Not only are the shapes and the contours breathtaking, but, as I stand at the base of a waterfall here at Strap Mill Run the sun has just burst through the clouds causing the icy sculptures to sparkle like diamonds! The sun's luminous rays are transfigured before my fortunate eyes in a kaleidoscope of yellow, blue, and green shimmering points of light as if galaxies of stars were dipped in a rainbow and placed within these icy crystals. Beauty beyond comprehension fills this place in this present moment!


I think what Emerson said must be true; "To the attentive eye, each moment of the year has its own beauty, and in the same field, it beholds, every hour, a picture which was never seen before, and which shall never be seen again." (Nature/Walking. Ralph Waldo Emerson/Henry David Thoreau. Beacon Press Books; Boston, MA, 1991. Page 15)

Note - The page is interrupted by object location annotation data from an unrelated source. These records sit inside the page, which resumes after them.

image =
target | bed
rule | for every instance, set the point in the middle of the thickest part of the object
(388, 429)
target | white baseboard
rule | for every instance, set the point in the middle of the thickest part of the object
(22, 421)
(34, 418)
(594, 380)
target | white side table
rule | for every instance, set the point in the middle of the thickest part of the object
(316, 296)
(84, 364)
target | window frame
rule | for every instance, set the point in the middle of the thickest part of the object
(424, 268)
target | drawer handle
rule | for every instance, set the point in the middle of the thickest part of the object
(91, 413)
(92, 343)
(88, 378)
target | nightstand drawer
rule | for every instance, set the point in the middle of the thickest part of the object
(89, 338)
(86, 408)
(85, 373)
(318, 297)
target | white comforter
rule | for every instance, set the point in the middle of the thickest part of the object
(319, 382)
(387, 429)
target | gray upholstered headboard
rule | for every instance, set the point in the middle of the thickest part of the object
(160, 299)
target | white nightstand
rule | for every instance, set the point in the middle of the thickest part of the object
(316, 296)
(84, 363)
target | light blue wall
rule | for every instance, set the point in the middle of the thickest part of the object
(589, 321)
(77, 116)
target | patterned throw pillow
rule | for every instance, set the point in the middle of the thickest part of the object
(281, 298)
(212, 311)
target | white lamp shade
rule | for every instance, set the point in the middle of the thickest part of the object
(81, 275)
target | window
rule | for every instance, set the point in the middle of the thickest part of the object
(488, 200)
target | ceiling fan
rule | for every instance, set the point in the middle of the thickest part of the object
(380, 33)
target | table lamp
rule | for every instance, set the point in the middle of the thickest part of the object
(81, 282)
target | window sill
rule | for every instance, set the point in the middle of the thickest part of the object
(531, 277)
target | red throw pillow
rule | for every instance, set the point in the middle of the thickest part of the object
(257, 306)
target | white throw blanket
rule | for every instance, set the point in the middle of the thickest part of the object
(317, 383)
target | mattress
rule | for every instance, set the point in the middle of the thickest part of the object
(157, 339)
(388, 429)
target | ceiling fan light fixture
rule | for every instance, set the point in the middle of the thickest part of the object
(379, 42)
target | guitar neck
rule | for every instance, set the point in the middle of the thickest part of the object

Breaths of fresh canyon air, a gift from our evergreen neighbors, is enjoyed by chickadee, chipmunk, and human visitor alike; all of us embraced in the same glorious light; all sense of self is lost within these ancient rock walls and the rush of cascading waters.

This is the paradoxical nature of self-discovery in wild spaces such as these, at least in my own experience which may or may not resonate with yours: My most profound experiences of self-discovery are these moments when (I often least expect it!) all sense of self is lost in the fullness of community with wildlife and wild spaces. Here the Spirit of God is at work in a way that is deeply transformational.

Today's experience at Strap Mill Hollow was without a doubt one of these, and I feel as Muir did in his Sierras, "part and parcel of nature." (A Thousand-Mile Walk to the Gulf. John Muir. Houghton Mifflin Company; New York, NY, 1916. Page 116)

I hope that you may experience the fullness of the gift of wild spaces as I have. There is no telling what priceless treasures await. I'm sure of this; wild spaces call to us; wild spaces have something to teach us about God, about ourselves, and about community; wild spaces welcome us home.